Final Exam III Flashcards
What are the two kinds of ancestors an individual has?
biological ancestors and genetic ancestors
if two current day siblings receive copies of the same allele of a region of a genome from one of the chromosomes in one of their parents, then that parental allele is the______________
most recent common ancestor (MRCA)
mitochondrial DNA (mtDNA)
passed directly form mother to their oddspring with no contribution from the fathers
the DNA on the ______is passed directly from fathers to sons
Y chromosome
What are Barr bodies?
inactive X chromosomes
facultative heterochromatin
an entire X chromosome becomes nearly completely heterochromatic in some cells, while other copies of this same X chromosome remain euchromatic in other cells
What does the X inactivation center (XIC) do?
it mediates dosage compensation
Xist genes product
unusually long noncoding RNA (nCRNA) that never leaves the nucleus and is never translated into a protein. It triggers the inactivation of the X chromosome from which it is transcribed.
What are B lymphocytes?
specialized white blood cells that make more than a billion different varieties of antibodies (immunoglobins)
Each light and each heavy chain has a ______ and ______?
constant (C) domain and a variable (V) domain
The C domain of the heavy chain determines?
whether the antibody falls into one of five major classes (IgM, IgG, IgE, IgD, and IgA) which influences where and how an antibodu functions
What is the function of the V domain?
V domains of the light and heavy chains come together to form the antigen-binding site, which defines an antibody specificity
What helps create the hypervariable regions?

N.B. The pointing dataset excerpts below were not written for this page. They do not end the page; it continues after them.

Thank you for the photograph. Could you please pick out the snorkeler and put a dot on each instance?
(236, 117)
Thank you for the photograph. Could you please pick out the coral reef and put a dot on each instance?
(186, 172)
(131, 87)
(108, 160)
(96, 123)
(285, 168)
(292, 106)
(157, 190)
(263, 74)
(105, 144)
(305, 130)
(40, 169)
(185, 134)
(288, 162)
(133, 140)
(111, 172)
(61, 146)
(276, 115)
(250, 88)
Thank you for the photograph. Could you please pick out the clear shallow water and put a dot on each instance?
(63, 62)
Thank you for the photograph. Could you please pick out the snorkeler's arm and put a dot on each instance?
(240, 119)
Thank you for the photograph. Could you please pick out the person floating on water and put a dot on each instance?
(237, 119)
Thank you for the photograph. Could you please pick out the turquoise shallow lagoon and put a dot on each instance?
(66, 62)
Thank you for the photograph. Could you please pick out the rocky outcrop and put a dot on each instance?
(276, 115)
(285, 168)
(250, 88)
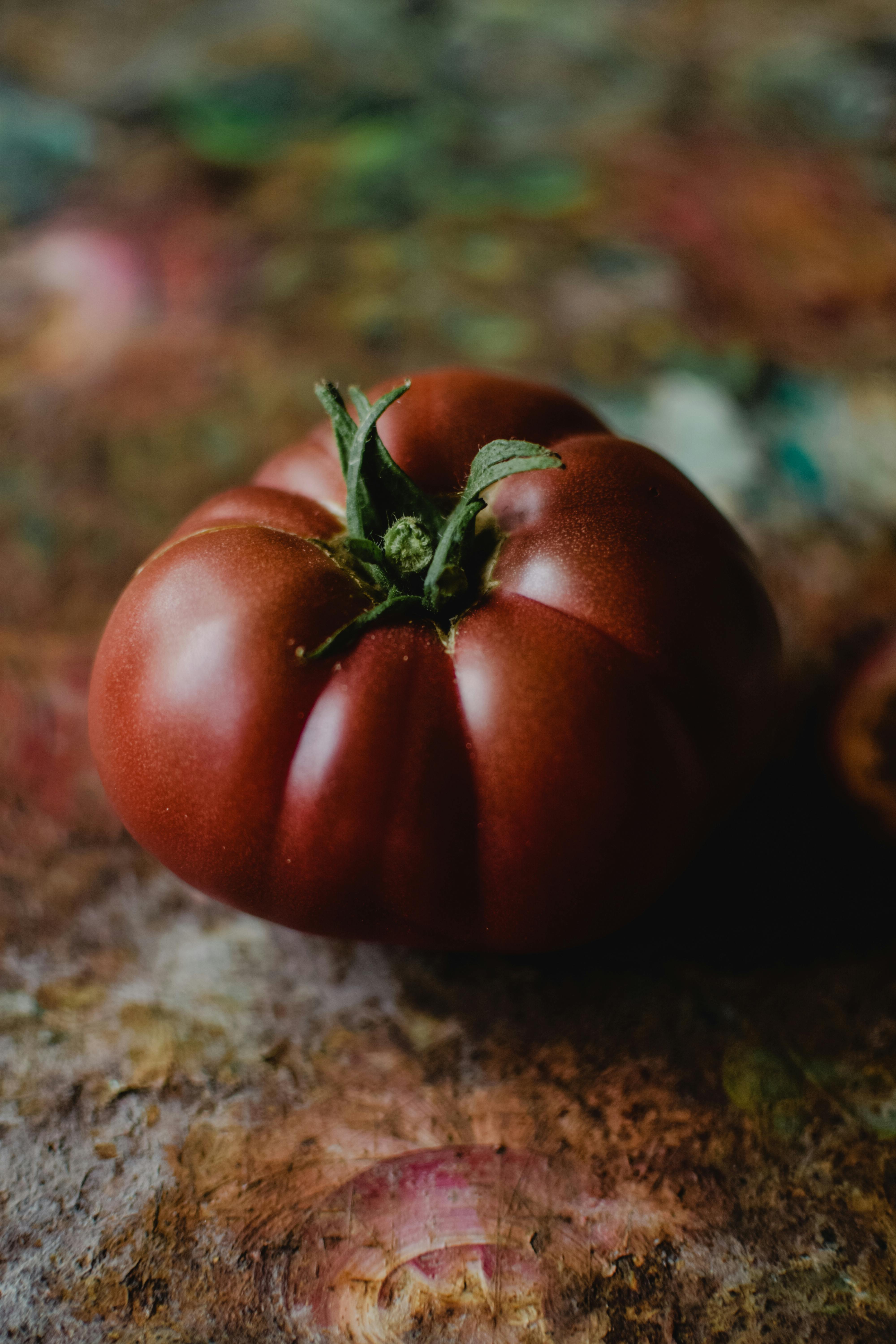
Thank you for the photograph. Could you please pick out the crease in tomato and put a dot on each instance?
(420, 561)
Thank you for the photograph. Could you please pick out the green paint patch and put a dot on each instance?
(758, 1080)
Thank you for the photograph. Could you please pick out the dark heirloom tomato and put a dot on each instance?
(527, 728)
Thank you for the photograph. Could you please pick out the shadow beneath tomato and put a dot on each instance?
(795, 876)
(793, 881)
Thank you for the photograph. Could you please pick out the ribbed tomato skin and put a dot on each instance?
(528, 783)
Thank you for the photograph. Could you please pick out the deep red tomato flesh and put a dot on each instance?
(524, 782)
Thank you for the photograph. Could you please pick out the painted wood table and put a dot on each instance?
(218, 1130)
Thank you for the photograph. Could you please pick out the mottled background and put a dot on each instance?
(686, 213)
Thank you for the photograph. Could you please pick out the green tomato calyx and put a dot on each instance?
(420, 558)
(409, 546)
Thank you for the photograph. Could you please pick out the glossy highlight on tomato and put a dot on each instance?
(519, 765)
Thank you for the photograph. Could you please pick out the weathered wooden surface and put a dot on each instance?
(215, 1130)
(686, 1135)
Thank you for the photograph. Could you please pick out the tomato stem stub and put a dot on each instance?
(418, 560)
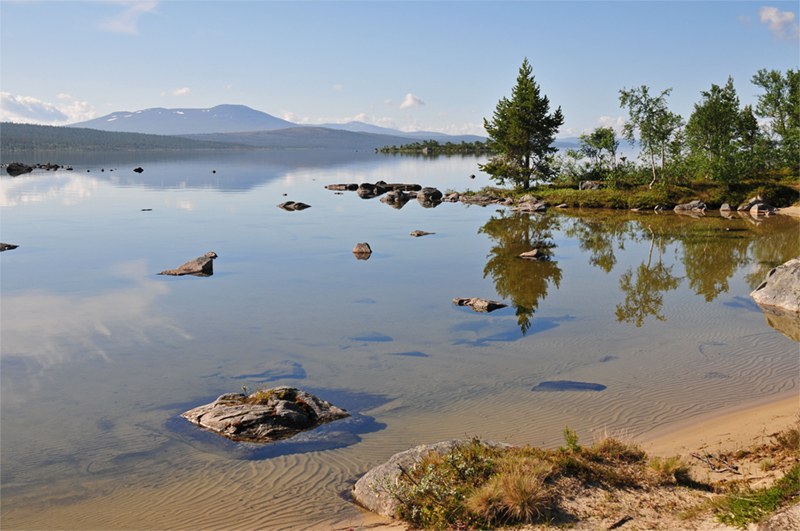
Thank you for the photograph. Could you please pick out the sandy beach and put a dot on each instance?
(731, 430)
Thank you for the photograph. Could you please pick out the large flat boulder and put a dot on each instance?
(264, 416)
(781, 287)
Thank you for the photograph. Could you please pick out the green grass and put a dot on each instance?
(745, 506)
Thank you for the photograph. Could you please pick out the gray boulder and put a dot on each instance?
(199, 267)
(374, 491)
(480, 305)
(781, 287)
(264, 416)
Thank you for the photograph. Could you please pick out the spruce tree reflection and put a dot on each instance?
(524, 282)
(644, 288)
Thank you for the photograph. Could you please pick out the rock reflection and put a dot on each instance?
(524, 282)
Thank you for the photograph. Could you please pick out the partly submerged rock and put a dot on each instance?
(362, 251)
(781, 287)
(17, 168)
(292, 206)
(480, 305)
(199, 267)
(264, 416)
(374, 490)
(694, 206)
(568, 385)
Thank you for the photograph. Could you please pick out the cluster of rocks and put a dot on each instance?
(18, 168)
(264, 416)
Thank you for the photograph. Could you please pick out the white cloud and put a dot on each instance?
(29, 110)
(781, 23)
(411, 101)
(289, 116)
(127, 21)
(608, 121)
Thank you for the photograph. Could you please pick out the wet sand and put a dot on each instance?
(732, 430)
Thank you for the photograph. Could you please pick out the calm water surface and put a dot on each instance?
(100, 354)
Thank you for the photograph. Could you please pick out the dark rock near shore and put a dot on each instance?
(373, 490)
(694, 206)
(429, 197)
(480, 305)
(342, 187)
(567, 385)
(291, 206)
(17, 168)
(368, 191)
(264, 416)
(781, 287)
(199, 267)
(362, 251)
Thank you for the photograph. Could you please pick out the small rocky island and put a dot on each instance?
(264, 416)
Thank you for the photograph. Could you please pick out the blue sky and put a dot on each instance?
(435, 66)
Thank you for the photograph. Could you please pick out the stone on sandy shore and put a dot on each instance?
(201, 267)
(264, 416)
(781, 287)
(480, 305)
(373, 490)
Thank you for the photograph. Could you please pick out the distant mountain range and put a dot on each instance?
(238, 119)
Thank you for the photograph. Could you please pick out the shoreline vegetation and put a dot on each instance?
(431, 147)
(613, 481)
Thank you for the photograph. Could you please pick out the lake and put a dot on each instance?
(634, 321)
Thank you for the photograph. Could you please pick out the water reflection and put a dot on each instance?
(644, 288)
(524, 282)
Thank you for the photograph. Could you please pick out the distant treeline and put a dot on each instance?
(432, 146)
(26, 137)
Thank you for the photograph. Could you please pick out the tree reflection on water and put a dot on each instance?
(524, 282)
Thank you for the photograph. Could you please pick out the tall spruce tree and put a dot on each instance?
(522, 131)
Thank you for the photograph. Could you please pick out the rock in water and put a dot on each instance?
(362, 251)
(264, 416)
(781, 288)
(480, 305)
(18, 168)
(200, 267)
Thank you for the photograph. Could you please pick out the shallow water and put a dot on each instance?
(636, 321)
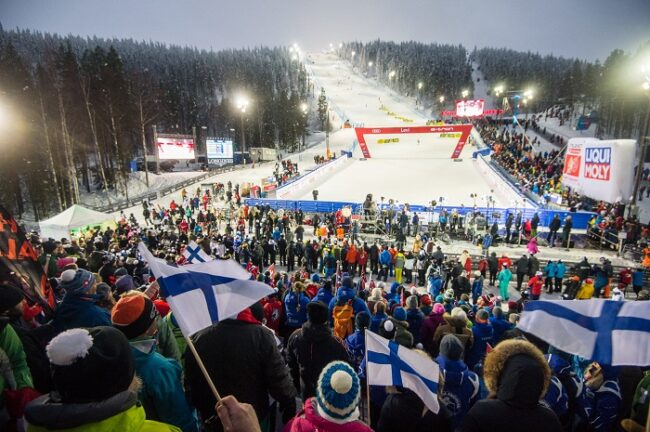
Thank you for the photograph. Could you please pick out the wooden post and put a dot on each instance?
(199, 362)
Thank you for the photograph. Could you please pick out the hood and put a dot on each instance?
(315, 332)
(454, 321)
(45, 412)
(517, 373)
(454, 370)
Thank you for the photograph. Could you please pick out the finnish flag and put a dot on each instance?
(205, 293)
(390, 364)
(193, 253)
(610, 332)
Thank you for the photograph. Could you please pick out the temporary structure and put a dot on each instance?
(74, 218)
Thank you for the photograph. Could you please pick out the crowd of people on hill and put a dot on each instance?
(112, 356)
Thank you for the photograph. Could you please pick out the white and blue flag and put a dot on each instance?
(205, 293)
(390, 364)
(193, 253)
(610, 332)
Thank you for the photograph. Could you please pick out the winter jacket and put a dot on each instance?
(121, 412)
(162, 394)
(461, 389)
(309, 420)
(295, 308)
(455, 326)
(79, 311)
(403, 410)
(250, 369)
(514, 374)
(309, 350)
(428, 329)
(415, 317)
(483, 335)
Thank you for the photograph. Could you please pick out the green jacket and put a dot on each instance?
(42, 415)
(11, 345)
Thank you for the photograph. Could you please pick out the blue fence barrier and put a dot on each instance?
(580, 219)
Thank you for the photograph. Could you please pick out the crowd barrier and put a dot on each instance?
(311, 179)
(580, 219)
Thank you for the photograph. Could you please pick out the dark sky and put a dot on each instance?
(588, 29)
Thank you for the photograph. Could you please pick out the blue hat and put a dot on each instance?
(338, 393)
(399, 313)
(77, 281)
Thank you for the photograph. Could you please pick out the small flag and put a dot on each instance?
(389, 363)
(194, 254)
(609, 332)
(203, 294)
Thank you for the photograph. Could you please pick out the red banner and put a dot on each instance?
(464, 129)
(19, 264)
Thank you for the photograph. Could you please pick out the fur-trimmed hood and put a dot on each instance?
(517, 373)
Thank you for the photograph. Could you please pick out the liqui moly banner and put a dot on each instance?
(601, 170)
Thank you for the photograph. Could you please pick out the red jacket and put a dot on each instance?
(308, 420)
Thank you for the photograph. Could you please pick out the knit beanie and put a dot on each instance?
(399, 314)
(317, 312)
(77, 281)
(133, 315)
(10, 296)
(412, 302)
(337, 393)
(90, 365)
(451, 347)
(362, 320)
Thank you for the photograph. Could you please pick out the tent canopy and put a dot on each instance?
(75, 217)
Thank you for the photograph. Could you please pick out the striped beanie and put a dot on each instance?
(133, 315)
(338, 393)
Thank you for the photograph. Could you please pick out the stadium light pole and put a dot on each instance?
(305, 109)
(242, 105)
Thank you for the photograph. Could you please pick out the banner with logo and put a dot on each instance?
(601, 170)
(19, 264)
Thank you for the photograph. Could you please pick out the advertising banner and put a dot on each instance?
(175, 148)
(470, 108)
(601, 170)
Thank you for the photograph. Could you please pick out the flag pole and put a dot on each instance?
(365, 336)
(190, 345)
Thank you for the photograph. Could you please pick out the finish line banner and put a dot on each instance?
(601, 170)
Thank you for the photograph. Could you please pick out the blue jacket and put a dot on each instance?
(415, 317)
(461, 388)
(347, 294)
(323, 295)
(385, 257)
(376, 321)
(356, 344)
(78, 310)
(499, 327)
(162, 393)
(556, 398)
(483, 334)
(295, 309)
(550, 269)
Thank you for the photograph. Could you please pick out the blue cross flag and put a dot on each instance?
(194, 254)
(205, 293)
(390, 364)
(610, 332)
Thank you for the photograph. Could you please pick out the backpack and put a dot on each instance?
(343, 319)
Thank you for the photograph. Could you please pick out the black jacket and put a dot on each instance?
(309, 350)
(243, 360)
(404, 412)
(516, 407)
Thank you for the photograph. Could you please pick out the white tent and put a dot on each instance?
(61, 225)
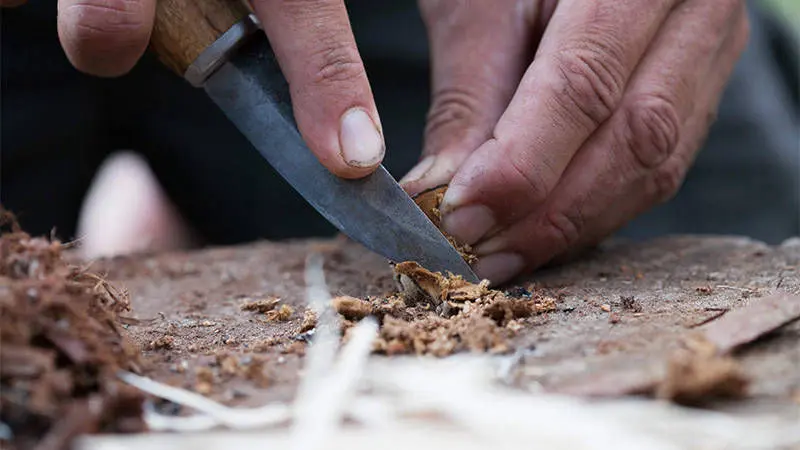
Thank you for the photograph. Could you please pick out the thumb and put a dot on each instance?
(479, 52)
(105, 37)
(331, 95)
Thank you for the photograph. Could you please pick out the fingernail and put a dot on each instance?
(362, 144)
(500, 267)
(453, 198)
(419, 170)
(468, 224)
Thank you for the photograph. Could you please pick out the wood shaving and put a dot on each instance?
(162, 343)
(309, 321)
(262, 305)
(352, 308)
(281, 314)
(429, 202)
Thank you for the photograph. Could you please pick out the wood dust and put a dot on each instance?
(439, 315)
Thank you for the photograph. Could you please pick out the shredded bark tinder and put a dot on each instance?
(61, 347)
(429, 202)
(439, 315)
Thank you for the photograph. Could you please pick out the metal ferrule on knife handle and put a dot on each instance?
(194, 38)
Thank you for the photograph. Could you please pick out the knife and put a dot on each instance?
(218, 45)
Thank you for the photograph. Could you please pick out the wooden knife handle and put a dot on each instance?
(184, 28)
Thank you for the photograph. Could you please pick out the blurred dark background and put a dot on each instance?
(58, 126)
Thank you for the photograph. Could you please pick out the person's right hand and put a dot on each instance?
(314, 44)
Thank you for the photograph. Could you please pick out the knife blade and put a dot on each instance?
(241, 75)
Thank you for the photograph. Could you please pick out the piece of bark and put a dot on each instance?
(702, 370)
(744, 325)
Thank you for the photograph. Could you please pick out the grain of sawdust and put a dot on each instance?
(309, 321)
(439, 315)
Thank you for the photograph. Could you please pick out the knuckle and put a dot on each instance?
(336, 64)
(651, 129)
(108, 24)
(533, 177)
(565, 227)
(590, 83)
(453, 107)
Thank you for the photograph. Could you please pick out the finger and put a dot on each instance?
(576, 80)
(105, 37)
(478, 54)
(641, 154)
(332, 99)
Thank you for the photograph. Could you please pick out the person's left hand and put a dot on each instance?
(558, 122)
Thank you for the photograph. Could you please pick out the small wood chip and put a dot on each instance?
(745, 325)
(352, 308)
(262, 305)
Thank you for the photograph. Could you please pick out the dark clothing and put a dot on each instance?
(58, 125)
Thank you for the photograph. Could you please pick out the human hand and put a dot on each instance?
(314, 45)
(556, 122)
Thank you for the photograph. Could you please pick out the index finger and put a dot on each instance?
(577, 78)
(331, 95)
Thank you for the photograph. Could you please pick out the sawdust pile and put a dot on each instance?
(441, 315)
(61, 347)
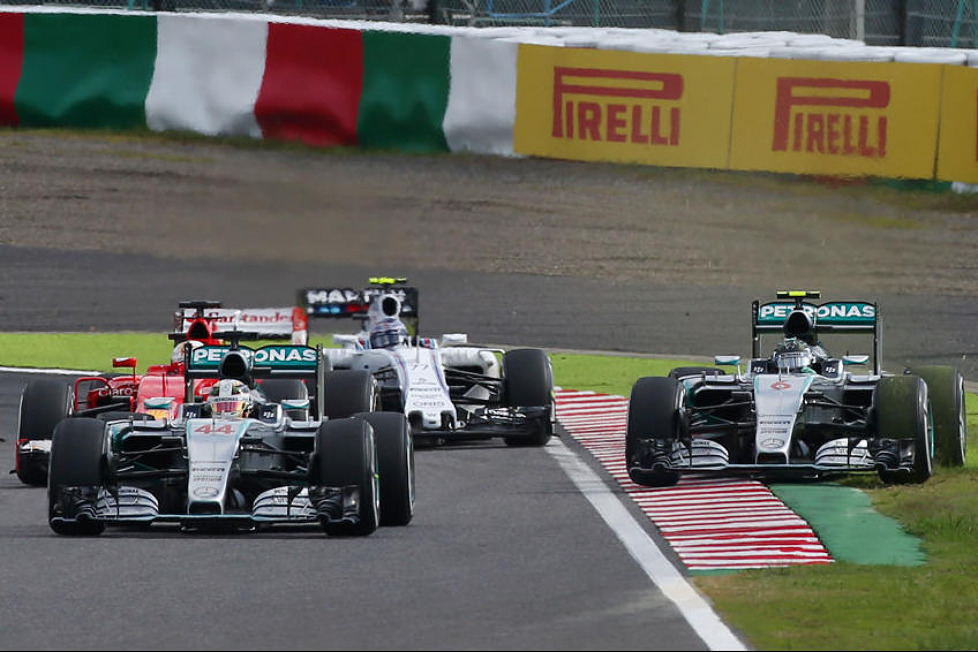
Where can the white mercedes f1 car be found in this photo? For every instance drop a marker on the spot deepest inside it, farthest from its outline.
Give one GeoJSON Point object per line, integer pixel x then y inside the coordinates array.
{"type": "Point", "coordinates": [798, 413]}
{"type": "Point", "coordinates": [448, 390]}
{"type": "Point", "coordinates": [279, 441]}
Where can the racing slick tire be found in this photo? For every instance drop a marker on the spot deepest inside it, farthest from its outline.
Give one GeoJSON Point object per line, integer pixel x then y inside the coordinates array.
{"type": "Point", "coordinates": [395, 462]}
{"type": "Point", "coordinates": [653, 413]}
{"type": "Point", "coordinates": [945, 387]}
{"type": "Point", "coordinates": [277, 390]}
{"type": "Point", "coordinates": [528, 382]}
{"type": "Point", "coordinates": [349, 391]}
{"type": "Point", "coordinates": [680, 372]}
{"type": "Point", "coordinates": [346, 455]}
{"type": "Point", "coordinates": [43, 404]}
{"type": "Point", "coordinates": [78, 461]}
{"type": "Point", "coordinates": [902, 413]}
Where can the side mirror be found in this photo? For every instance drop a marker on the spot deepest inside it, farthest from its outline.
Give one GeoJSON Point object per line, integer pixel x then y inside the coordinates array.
{"type": "Point", "coordinates": [347, 341]}
{"type": "Point", "coordinates": [726, 360]}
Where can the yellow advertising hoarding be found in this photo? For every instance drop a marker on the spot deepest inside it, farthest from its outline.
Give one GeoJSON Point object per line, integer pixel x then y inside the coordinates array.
{"type": "Point", "coordinates": [958, 151]}
{"type": "Point", "coordinates": [836, 118]}
{"type": "Point", "coordinates": [603, 105]}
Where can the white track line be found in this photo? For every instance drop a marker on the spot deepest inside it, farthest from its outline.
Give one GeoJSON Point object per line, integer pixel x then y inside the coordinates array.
{"type": "Point", "coordinates": [692, 605]}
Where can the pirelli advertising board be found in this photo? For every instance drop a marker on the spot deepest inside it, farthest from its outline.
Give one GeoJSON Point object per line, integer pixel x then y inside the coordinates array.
{"type": "Point", "coordinates": [829, 117]}
{"type": "Point", "coordinates": [603, 105]}
{"type": "Point", "coordinates": [958, 157]}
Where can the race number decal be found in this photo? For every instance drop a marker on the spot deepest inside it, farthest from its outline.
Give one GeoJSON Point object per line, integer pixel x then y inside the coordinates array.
{"type": "Point", "coordinates": [214, 429]}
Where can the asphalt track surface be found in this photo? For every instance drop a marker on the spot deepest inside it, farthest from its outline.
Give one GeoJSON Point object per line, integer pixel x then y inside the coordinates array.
{"type": "Point", "coordinates": [504, 552]}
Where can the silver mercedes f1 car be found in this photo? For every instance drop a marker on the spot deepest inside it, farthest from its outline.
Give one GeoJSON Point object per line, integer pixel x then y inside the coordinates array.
{"type": "Point", "coordinates": [448, 390]}
{"type": "Point", "coordinates": [798, 413]}
{"type": "Point", "coordinates": [280, 440]}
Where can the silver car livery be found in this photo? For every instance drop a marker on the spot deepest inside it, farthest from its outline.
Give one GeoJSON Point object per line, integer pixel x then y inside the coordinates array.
{"type": "Point", "coordinates": [799, 412]}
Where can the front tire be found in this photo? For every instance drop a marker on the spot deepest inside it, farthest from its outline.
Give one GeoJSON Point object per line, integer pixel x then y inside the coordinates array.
{"type": "Point", "coordinates": [902, 413]}
{"type": "Point", "coordinates": [653, 419]}
{"type": "Point", "coordinates": [395, 457]}
{"type": "Point", "coordinates": [43, 404]}
{"type": "Point", "coordinates": [945, 387]}
{"type": "Point", "coordinates": [78, 470]}
{"type": "Point", "coordinates": [346, 455]}
{"type": "Point", "coordinates": [528, 382]}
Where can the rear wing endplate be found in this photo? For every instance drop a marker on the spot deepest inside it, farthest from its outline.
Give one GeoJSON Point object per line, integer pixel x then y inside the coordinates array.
{"type": "Point", "coordinates": [269, 323]}
{"type": "Point", "coordinates": [851, 317]}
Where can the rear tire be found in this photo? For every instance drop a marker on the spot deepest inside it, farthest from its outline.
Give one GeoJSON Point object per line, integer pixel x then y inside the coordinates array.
{"type": "Point", "coordinates": [347, 392]}
{"type": "Point", "coordinates": [43, 404]}
{"type": "Point", "coordinates": [902, 413]}
{"type": "Point", "coordinates": [653, 414]}
{"type": "Point", "coordinates": [945, 387]}
{"type": "Point", "coordinates": [78, 459]}
{"type": "Point", "coordinates": [395, 457]}
{"type": "Point", "coordinates": [346, 455]}
{"type": "Point", "coordinates": [528, 382]}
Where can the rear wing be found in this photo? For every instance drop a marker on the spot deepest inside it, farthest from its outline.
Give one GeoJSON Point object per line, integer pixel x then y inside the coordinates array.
{"type": "Point", "coordinates": [849, 317]}
{"type": "Point", "coordinates": [269, 323]}
{"type": "Point", "coordinates": [246, 364]}
{"type": "Point", "coordinates": [350, 303]}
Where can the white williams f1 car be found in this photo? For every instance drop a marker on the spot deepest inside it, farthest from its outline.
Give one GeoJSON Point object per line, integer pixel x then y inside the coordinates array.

Each gene’s DNA elements are joined imprecisely, which is perpetrated by cutting and splicing enzymes that sometime trim DNA from or add nucleotides to the junctions of segments they join Imprecise joining creates the hypervariable regions.
What are the two enzymes that interact with DNA sequences in antibody genes to help catalyze rearrangements in B-lymphocytes?
RagI and RagII
What causes the uncontrolled B-cell division that leads to a cancer known as Burkitt lymphoma?
Enzymes sometimes make a mistake that results in a recipricol translocation between human chromosomes 8 and 14. After this translocation, the enhancer of the chromosome 14 heavy-chain gene lies in the vicinity of the unrelated c-myc gene from chromsome 8. The translocated antibody-gene enhancer accelerates expression of c-myc, causing B cells containing the translocation to divide out of control, which leads to cancer.